Neuromarketers are the host in this situation. People are hesitant to be impolite, even if asked for their honest opinion. They suppress their emotions. This makes techniques such as facial coding tricky, because a camera cannot always pick up the more subtle emotions that are at play. This leads to fewer useful insights.
How do we fix this?
Enter facial electromyography (fEMG). This technology is based on the fact that the use of electricity is the brain’s way of signaling muscles to move. Electrodes placed over a muscle are able to pick up not only whether the brain wants the muscle to move, but by how much. This applies to facial muscles as well.
fEMG can detect when specific muscle groups of the face are activated, and by how much. This is then translated into a specific facial expression; the physical manifestation of the emotion being experienced. For example, if we detect that the zygomaticus major muscle contracted, we know that you were smiling and, therefore, probably enjoyed whatever you just saw.

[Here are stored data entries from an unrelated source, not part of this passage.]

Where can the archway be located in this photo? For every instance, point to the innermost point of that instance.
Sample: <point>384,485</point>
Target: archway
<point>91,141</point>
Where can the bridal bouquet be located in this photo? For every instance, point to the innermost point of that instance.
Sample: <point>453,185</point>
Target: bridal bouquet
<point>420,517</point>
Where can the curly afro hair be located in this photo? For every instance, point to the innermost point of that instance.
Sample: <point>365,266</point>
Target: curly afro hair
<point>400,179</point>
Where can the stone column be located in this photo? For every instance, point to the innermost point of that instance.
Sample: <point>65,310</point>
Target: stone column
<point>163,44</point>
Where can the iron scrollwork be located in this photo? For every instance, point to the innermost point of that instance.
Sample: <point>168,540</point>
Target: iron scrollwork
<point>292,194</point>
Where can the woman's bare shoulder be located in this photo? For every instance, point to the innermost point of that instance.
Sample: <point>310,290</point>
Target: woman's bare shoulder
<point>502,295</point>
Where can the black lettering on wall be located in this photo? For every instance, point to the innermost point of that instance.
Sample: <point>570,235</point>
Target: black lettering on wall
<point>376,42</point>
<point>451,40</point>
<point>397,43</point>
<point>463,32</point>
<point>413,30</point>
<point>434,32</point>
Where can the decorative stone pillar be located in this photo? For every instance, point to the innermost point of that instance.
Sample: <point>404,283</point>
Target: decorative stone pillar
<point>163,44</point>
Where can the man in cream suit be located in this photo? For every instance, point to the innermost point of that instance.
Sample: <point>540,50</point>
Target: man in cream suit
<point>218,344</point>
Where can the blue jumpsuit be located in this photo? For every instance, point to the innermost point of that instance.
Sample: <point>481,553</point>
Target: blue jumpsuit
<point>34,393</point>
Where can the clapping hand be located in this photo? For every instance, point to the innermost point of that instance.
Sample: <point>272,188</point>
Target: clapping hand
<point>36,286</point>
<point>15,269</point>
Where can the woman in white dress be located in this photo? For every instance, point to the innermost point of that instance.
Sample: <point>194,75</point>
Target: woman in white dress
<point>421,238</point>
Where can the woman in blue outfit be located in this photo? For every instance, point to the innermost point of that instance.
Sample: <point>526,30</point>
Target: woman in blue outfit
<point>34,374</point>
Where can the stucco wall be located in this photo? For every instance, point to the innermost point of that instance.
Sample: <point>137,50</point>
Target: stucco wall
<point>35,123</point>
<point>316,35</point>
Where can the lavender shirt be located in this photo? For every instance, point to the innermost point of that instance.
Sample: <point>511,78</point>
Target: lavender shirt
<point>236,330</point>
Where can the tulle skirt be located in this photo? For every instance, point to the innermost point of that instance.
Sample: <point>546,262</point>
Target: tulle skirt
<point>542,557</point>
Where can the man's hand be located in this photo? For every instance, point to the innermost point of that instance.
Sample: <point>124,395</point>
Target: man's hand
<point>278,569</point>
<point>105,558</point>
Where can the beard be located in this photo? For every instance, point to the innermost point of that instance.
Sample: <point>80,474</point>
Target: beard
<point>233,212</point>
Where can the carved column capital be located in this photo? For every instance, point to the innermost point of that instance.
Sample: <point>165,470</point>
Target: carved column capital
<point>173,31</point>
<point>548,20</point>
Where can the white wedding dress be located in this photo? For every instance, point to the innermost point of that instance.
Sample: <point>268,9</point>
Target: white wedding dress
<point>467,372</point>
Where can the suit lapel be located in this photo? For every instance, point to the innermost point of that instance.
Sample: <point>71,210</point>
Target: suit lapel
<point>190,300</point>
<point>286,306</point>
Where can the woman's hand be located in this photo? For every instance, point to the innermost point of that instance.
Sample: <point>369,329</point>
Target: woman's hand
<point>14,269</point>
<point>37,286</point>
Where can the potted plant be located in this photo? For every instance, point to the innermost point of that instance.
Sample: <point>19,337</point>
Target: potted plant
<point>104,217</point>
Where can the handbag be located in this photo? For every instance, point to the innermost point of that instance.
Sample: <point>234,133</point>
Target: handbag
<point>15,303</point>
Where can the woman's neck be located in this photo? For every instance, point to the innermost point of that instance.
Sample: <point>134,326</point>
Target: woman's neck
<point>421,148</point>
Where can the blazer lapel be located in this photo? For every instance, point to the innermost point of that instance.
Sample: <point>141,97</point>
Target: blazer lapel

What are the pros and cons?
Using fEMG has several benefits, the main one being sensitivity. This technology is so sensitive that it can detect the very slight signals of a suppressed emotion that the human eye or even a camera would miss. You hate the food you’re eating, but try to hide it. However, your brain has still sent a weak signal to the corrugator supercilii, indicating that you actually hid a frown. fEMG picks that up and lets the researcher know that this food should maybe be sent back to the kitchen to undergo more optimization.
fEMG is also ideal as more and more neuromarketers use VR headsets in their research. The headsets make it tricky to track emotions using a traditional camera and facial coding, given that half the face is obscured by the VR headset. However, fEMG electrodes can fit nicely underneath the headset.
The only downside to fEMG is that there is a limit to the number of muscles that can be recorded. Too many electrodes on the face make the participant uncomfortable, and can limit their facial movements. Usually only two or three muscles can be tracked at once, so the nuance of some facial expressions is lost.
Give me an example
An interesting study from the University of Vienna used fEMG to test the emotional responses of participants when exposed to ambiguous and non-ambiguous versions of famous artwork – ie. Artwork where you can’t tell what is happening and artwork where you can. They recorded whether participants showed more positive or negative facial expressions when viewing these different types of art. They found that, unlike in real life, where ambiguity is generally met with frustration, people tend to be more positive when they encounter visual stimuli that they don’t understand in the context of art. A fascinating combination of neuroscience and art!